Why I Learned to Code Websites
I didn’t learn web development because I wanted to become a developer. I learned it because I got sick of wasting my time and resources.
For years, every time I had a new idea or project, I had to go through the same painful process: Find a designer. Find a developer. Hope they actually talk to each other. If not, insert a manager into the mix. Then end up managing the manager. Just to get a basic landing page online.
And even then, there was no guarantee the result would be good. Many so-called “web developers” I dealt with were either glorified script kiddies or people who didn’t even code at all — just copied templates and passed them off as their own. I’d send over a design, and what I’d get back was usually broken, bloated, or just plain off. Round after round of revision, over-explaining things that should be obvious, and still ending up with mediocre results.

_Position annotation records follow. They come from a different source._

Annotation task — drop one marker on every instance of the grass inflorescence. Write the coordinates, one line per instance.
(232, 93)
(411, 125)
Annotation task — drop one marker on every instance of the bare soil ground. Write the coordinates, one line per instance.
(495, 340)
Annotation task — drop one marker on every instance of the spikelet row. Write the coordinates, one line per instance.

Meanwhile, I was constantly coming up with new business ideas. Each one needed some sort of internet presence — a landing page, a product teaser, a signup form. Nothing fancy, but enough to validate the idea and show it off. Waiting on someone else to make that happen killed momentum. It slowed me down. So I decided to eliminate the bottleneck.

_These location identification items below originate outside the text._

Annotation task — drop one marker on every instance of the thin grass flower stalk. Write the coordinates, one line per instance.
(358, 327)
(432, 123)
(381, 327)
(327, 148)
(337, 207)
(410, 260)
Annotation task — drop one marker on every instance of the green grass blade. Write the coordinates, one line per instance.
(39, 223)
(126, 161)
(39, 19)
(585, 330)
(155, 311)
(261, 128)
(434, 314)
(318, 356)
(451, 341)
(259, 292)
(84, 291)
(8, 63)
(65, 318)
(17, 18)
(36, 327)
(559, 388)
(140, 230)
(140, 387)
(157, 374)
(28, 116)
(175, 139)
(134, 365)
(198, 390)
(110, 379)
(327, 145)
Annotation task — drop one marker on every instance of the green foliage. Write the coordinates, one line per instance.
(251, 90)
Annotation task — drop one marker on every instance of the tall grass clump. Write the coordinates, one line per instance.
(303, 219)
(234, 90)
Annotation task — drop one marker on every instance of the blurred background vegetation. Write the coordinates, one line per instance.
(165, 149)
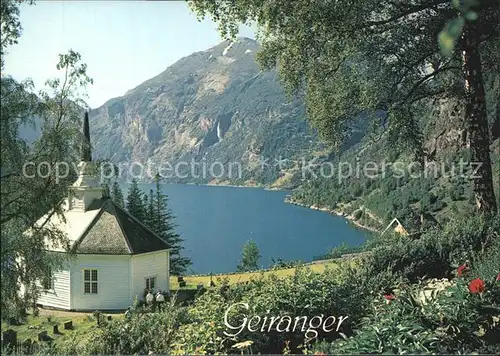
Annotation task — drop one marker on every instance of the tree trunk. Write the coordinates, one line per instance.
(477, 121)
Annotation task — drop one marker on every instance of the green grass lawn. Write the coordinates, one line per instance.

I learned to code websites.
Now, if I want to test an idea or launch a project, I just build it myself. I can go from idea to online in a day. No waiting, no hand-holding, no explaining my vision to five different people who might still get it wrong.

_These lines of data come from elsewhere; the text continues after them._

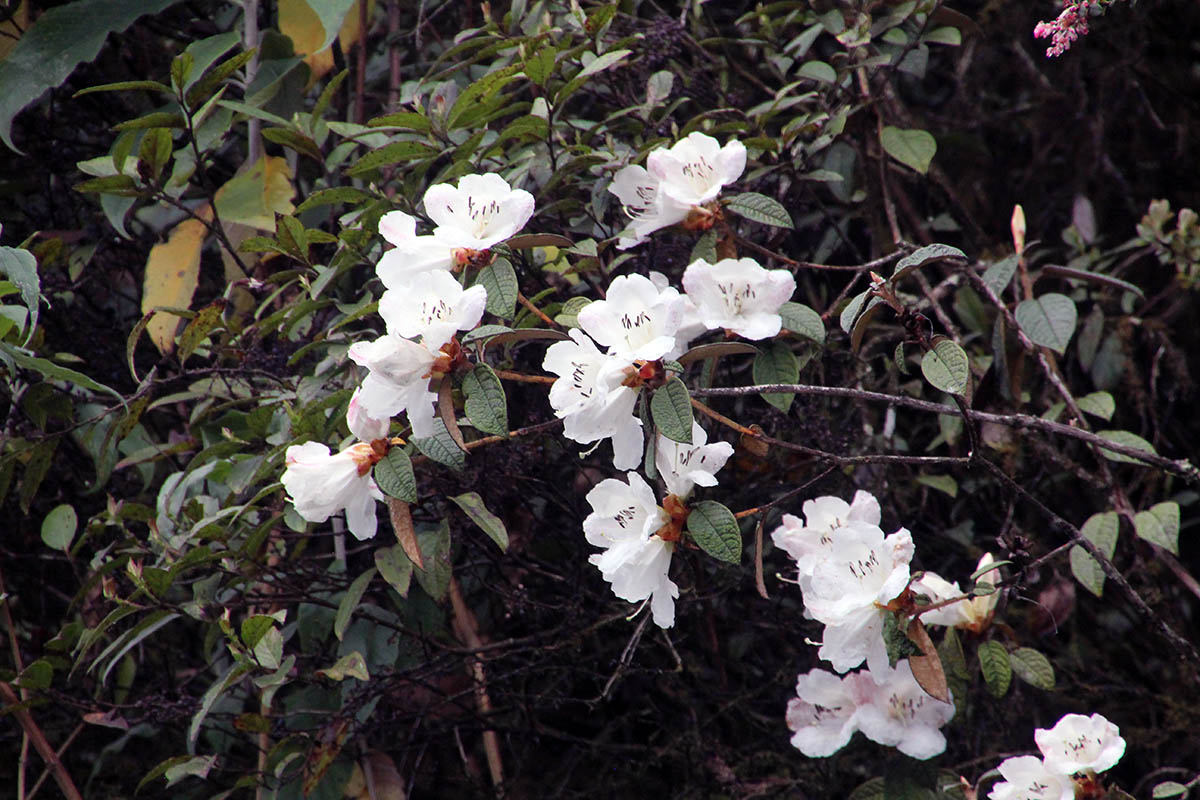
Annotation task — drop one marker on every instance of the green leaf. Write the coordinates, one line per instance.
(715, 530)
(1048, 320)
(911, 148)
(501, 282)
(760, 208)
(486, 407)
(1121, 438)
(390, 154)
(52, 47)
(775, 364)
(59, 527)
(946, 366)
(1102, 530)
(442, 447)
(54, 372)
(351, 601)
(1032, 667)
(395, 567)
(671, 410)
(394, 475)
(435, 545)
(1159, 525)
(21, 266)
(352, 665)
(927, 254)
(801, 319)
(474, 507)
(997, 672)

It’s not about being a full-stack dev. It’s about independence. About execution speed. About getting things done.
And honestly? It’s been one of the best decisions I’ve made.
Of course, I'm not the only one with this problem.
My business partners and friends were in the same position — stuck in the loop of unreliable freelancers, miscommunication, and delays. Once I shared my story with them and showed them the websites I had built, something clicked. They saw the results, trusted my process, and started asking me to create their websites too — both personal and business.
Just like that, they became my first clients.